XI NIS International Research-to-Practice Conference

Inspirational Speakers

International Speakers

Marit Hoveid

Professor at the Faculty of Social and Educational Sciences at the Norwegian University of Science and Technology, Norway

Marit Honerød Hoveid is an Associate Professor in Pedagogics; Didactics, School development and school leadership at the Department of Education at the Norwegian University of Science and Technology. She has worked on the Executive board and the Council of the European Educational Research Association (EERA) since 2008, and served as Secretary General for EERA from 2012 till 2016. From 1992-2009 Marit worked at the Arctic University in Alta, Finnmark, then involved in pedagogy in teacher education.
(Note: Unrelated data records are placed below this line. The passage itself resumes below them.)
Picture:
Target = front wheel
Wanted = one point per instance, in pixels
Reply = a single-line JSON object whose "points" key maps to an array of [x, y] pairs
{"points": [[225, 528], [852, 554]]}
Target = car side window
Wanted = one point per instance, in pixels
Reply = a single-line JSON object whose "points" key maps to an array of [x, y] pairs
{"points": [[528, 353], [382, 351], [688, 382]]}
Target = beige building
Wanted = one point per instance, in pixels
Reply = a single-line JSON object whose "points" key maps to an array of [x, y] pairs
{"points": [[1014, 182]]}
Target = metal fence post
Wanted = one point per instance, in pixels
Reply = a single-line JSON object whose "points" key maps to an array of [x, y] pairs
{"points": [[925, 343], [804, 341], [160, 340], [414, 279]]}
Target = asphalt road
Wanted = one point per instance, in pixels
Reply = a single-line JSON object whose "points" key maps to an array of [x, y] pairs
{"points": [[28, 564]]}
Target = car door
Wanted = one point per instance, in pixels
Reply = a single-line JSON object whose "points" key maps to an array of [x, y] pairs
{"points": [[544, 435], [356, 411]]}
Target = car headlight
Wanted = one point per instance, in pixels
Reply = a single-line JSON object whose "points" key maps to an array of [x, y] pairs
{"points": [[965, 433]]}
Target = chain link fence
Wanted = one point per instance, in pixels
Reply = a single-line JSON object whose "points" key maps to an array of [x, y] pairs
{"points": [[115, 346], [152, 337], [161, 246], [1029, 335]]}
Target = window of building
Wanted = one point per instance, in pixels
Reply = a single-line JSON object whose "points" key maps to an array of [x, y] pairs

Her research interests are primarily about the relationship between teaching and learning and how people can understand learning processes not merely as an individual undertaking but as something that is influenced by and embedded in social and cultural contexts. Themes that are recurrent in her research are mentoring/counselling, leadership and organisational development in education. Theoretically Marit is influenced by the French philosopher Paul Ricoeur and the philosopher and psychoanalyst Luce Irigaray. This means that language-use, gender and practical reason are areas she address in her research, which is for the most part theoretical. Marit’s last book project is a co-edited anthology: Re-Imagining Relationships In Education: Ethics, Politics And Practices (2014).

XI NIS International Research-to-Practice Conference, 24-25 October 2019: Presentation at the breakout session

Teaching and Teacher Education – a reflexive approach to teaching

In this presentation I will address my concern for teaching as something acted out in the here and now, in classrooms, where teachers and students are present. Teaching as an act is always closely connected with learning and vice-versa. The question this presentation seeks to discuss is: Why does an emphasis on the subject knowledge risk moving teaching away from relations to the other in the act of teaching? I will start with a short presentation of teacher education in Norway and the current reorganization of a 4-year program to a 5-year program with a master’s degree for all teachers working in primary and secondary education. I will focus the impact this may have on the teachers who are now more looked upon as representatives of the subject knowledge they teach, rather than an “allmenn” (general) teacher – one with responsibility for teaching in several subject areas (depending on grade level). This development in teacher education is further linked to a curriculum reform called: “Fagfornyelsen” – meaning renewal of all subjects, which is happening across the whole school system from primary to upper secondary. In the last part of the presentation I will highlight the importance of thinking teaching as an action, happening in the here and now. I will argue that to provide teachers with more subject knowledge connected with a curriculum that highlights the need for a deeper understanding of subject areas is no guarantee that the so called output (socio-economic) of education is enhanced. This kind of (instrumental) thinking is based on an economic model which usually forgets that education is always also about something more, as an undertaking in its own right. In my focus on teaching as an act, I want to highlight how teacher-actions in relation to students and subject knowledge is complex. This requires a need to always address this complexity so that teaching is not reduced to a simple input-output model. The kind of pedagogical (or didactical) knowledge a teacher needs to embody in order to act and judge reasonably in front of the other in education can be trained in teacher education – but it is often neglected when the need for “more (subject) knowledge” is asked for.